In 1910, Patrick Keohane, from the Courtmacsherry area of West Cork, was chosen for Captain Robert Scott’s expedition to the South Pole.
He joined a team which included the renowned Kerry explorer Tom Crean, as well as Kinsale brothers Mortimer and Tim McCarthy, along with Robert Forde from Kilmurry.
After reaching Antarctica in Jan 1911, they built their base camp at Cape Evans.
Capt Scott picked 16 men, one of them Keohane, to undertake the hazardous 1,800 mile journey to the South Pole and back, braving the extreme cold with temperatures plummeting to minus 70 degrees F.
Three months later, however, Keohane and several others were sent back as Scott and a small handpicked team continued.
However, although this group made it to the South Pole, they all perished on the return journey.
Keohane was one of the leaders of the rescue team who later found the bodies of Scott and some team members who had frozen to death in their tent.
“Patrick Keohane is the only Irish member of Scott’s expedition who does not have a memorial,” says Diarmuid Begley of the West Cork-based Patrick Keohane Memorial Project.

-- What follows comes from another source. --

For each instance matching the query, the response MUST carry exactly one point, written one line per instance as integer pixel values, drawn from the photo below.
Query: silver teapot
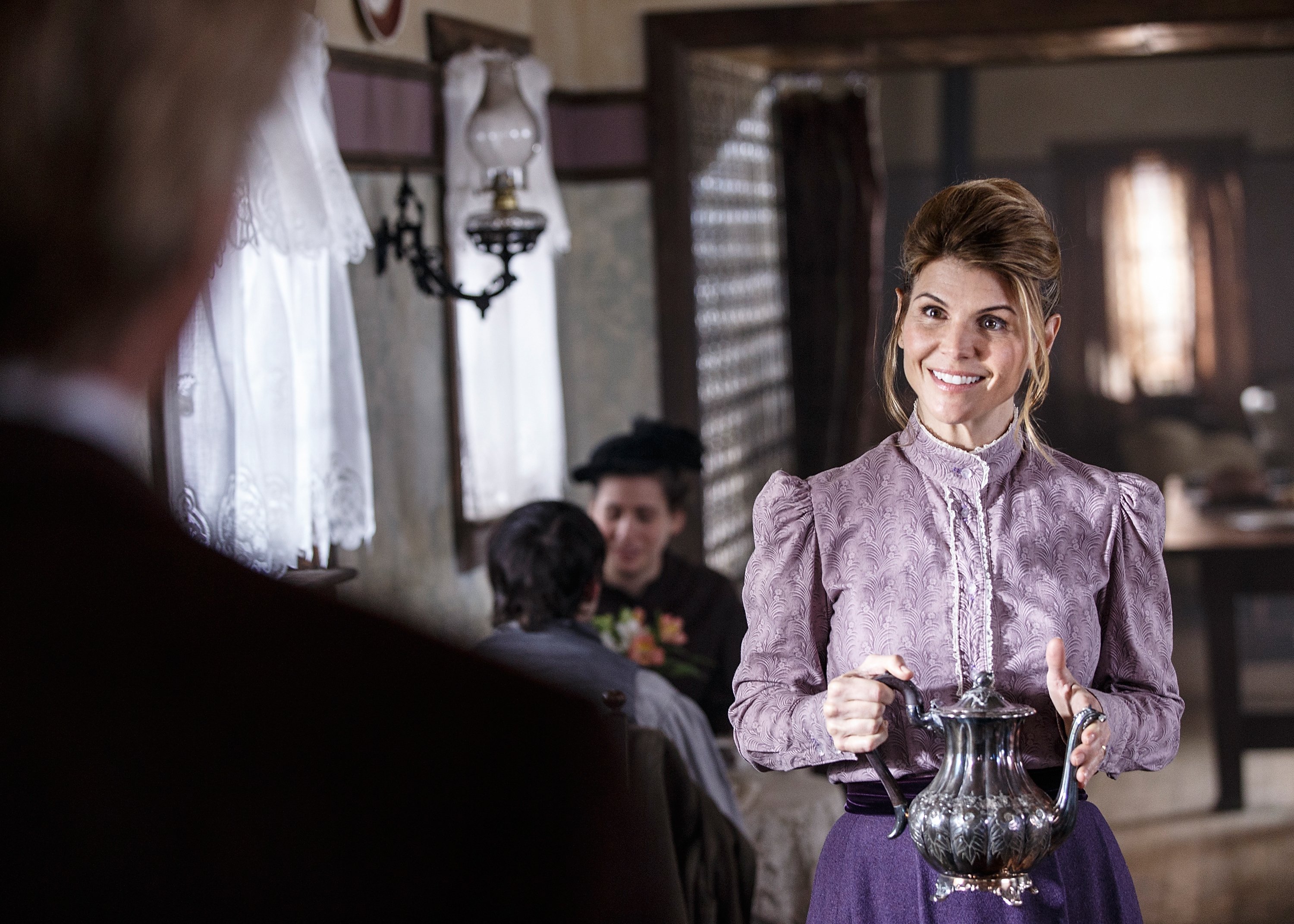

“The others all have memorials. Keohane was the only one of the five Irish members and the last hero of that polar expedition not to have a memorial to his memory in the country of his birth.”
Locals now hope to erect a full-sized bronze statue of Keohane in August, overlooking his birthplace at Lislee in the parish of Barryroe, near Courtmacsherry.
“Patrick Keohane led an extraordinary life. He was on Scott’s expedition, he was also in both the navy and on the coast guard and, during World War Two, he was an instructor at Valkyrie — the secret radar and telegraphy training school on the Isle of Man.”
The statue is being cast by sculptor Don Cronin, who is well-known for the Bull of Macroom, and the Horse and Blacksmith sculptures in Innishannon.
Keohane family members in Britain, the US and Ireland are being invited to the unveiling by the organisers, who have also published a special brochure about the adventurer, who died in Plymouth, England, in 1950, at the age of 71.
A series of fundraising events will take place between now and the unveiling on May 24.
They will include a lecture, slide show and photographic exhibition on Keohane and the polar expedition in Butlerstown.